[Bug 205833] New: fsfreeze blocks close(fd) on xfs sometimes

linux-xfs.vger.kernel.org archive mirror
 help / color / mirror / Atom feed

* [Bug 205833] New: fsfreeze blocks close(fd) on xfs sometimes
@ 2019-12-11 14:03 bugzilla-daemon
  2019-12-12 18:01 ` Brian Foster
                   ` (5 more replies)
  0 siblings, 6 replies; 8+ messages in thread
From: bugzilla-daemon @ 2019-12-11 14:03 UTC (permalink / raw)
  To: linux-xfs

https://bugzilla.kernel.org/show_bug.cgi?id=205833

            Bug ID: 205833
           Summary: fsfreeze blocks close(fd) on xfs sometimes
           Product: File System
           Version: 2.5
    Kernel Version: 4.15.0-55-generic #60-Ubuntu
          Hardware: Intel
                OS: Linux
              Tree: Mainline
            Status: NEW
          Severity: normal
          Priority: P1
         Component: XFS
          Assignee: filesystem_xfs@kernel-bugs.kernel.org
          Reporter: kernel.org@estada.ch
        Regression: No

Dear all

I noticed the bug while setting up a backup with fsfreeze and restic.

How I reproduce it:

    1. Write multiple MB to a file (eg. 100MB) while after one or two MB freeze
the filesystem from the sidecar pod
    2. From the sidecar pod, issue multiple `strace tail /generated/data/0.txt`
    3. After a couple of tries strace shows that the `read(...)` works but
`close(...)` hangs
    4. From now on all `read(...)` operations are blocked until the freeze is
lifted

System: Ubuntu 18.04.3 LTS
CPU: Intel(R) Xeon(R) CPU X5650  @ 2.67GHz
Storage: /dev/mapper/mpathXX on /var/lib/kubelet/plugins/hpe.com/... type xfs
(rw,noatime,attr2,inode64,noquota)

I used this tool to generate the file. The number of concurrent files does not
appear to matter that much.
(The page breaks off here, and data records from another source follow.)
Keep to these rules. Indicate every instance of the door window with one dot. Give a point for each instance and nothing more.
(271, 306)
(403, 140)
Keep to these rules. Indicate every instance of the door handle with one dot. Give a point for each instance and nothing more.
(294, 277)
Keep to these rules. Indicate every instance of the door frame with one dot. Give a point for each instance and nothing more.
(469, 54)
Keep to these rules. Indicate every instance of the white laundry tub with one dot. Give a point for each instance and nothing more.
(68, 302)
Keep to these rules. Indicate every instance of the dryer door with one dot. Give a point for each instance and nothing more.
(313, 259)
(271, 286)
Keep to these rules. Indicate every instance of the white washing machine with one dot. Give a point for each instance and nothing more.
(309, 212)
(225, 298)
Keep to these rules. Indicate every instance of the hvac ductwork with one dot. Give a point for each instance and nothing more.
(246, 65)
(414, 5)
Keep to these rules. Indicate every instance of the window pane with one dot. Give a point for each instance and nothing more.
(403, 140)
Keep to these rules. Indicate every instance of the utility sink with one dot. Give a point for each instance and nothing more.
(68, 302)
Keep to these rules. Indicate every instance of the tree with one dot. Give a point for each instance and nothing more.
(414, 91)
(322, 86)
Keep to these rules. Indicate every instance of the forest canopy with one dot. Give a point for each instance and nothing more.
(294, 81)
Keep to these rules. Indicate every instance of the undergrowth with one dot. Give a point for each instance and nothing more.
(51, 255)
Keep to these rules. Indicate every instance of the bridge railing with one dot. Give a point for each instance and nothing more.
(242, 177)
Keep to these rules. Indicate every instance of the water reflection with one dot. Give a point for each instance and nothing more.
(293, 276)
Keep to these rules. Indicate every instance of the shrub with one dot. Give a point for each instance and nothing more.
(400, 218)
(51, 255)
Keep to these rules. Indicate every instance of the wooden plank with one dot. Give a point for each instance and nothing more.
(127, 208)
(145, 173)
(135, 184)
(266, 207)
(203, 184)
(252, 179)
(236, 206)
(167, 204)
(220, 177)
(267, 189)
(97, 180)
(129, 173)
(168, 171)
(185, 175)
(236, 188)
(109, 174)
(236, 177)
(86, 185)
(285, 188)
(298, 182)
I was able to trigger the bug, tested with 2, 4 and
32 parallel files:
https://gitlab.com/dns2utf8/multi_file_writer

Cheers,
Stefan

PS: I opened a bug at the tool vendor too:
https://github.com/vmware-tanzu/velero/issues/2113

-- 
You are receiving this mail because:
You are watching the assignee of the bug.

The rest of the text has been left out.